Resaltan las luces que acordonan calles sosegadas. Continúa el derrotero del navío. La ciudad se siente cómoda representando esa realidad. Sintiéndose navegar, soltando amarras y no tener quien le sugiera rumbos ya trazados. Hace demasiado tiempo que tampoco se sentía pájaro. Ese vértigo alucinado de dejarse caer, flotando y sostenido por brisas ascendentes y cálidas. Hoy se siente mimada. Alumbrada por una luna que derrocha palidez, que se extiende más allá de sus bordes, que supera su circunferencia.
La luz acompaña a espectros y fantasmas. Logra que se concentren en su pasar, que se miren, se reconozcan. Les señala senderos sin recorrer con el solo recurso que sus rayos reboten u oculten obstáculos.

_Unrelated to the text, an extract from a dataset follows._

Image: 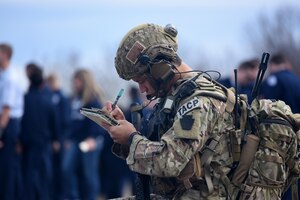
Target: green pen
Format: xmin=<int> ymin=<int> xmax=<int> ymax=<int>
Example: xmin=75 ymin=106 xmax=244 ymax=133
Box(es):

Haciendo que resalten puertas reales o virtuales. Es la hora de refugiarse en los pensamientos, de bucear en los deseos sin concretar, de reminiscencias de placeres guardados. De sentarse y quedarse. De interrumpir caminatas y transformarse en lirios urbanos. De treparse a globos y flotar descubriendo figuras dibujadas en veredas. De columpiarse de balcón en balcón, recorriendo balaustradas. Anchas, decorativas, con columnas finalizadas en rodetes, de pequeños muros de ladrillos revocados, ordenadas, en falsa escuadra.
Es la hora en que sentados en bares abandonados a la corriente del tráfico madrugador, los parroquianos dejan que sus pensamientos se atasquen en el laberinto del café, que queden prisioneros de una cucharita mareada. Que inventarios de emociones se desarrollen en interminables papiros, enrollados cuidadosamente, desenrollados lentamente, leídos horizontalmente. Que los últimos grifos extraviados en la urbe, prisioneros de sus alas exhaustas, se detengan en terrazas asombradas. De gárgolas enhiestas que coronan construcciones, permaneciendo ocultas para los caminantes sin fantasías. De dragones que sucumbieron a la magia de una luna cómplice.
Es la hora de soñar, nadie se escandaliza, nadie lo cuestiona. Para eso está la mañana que se asoma.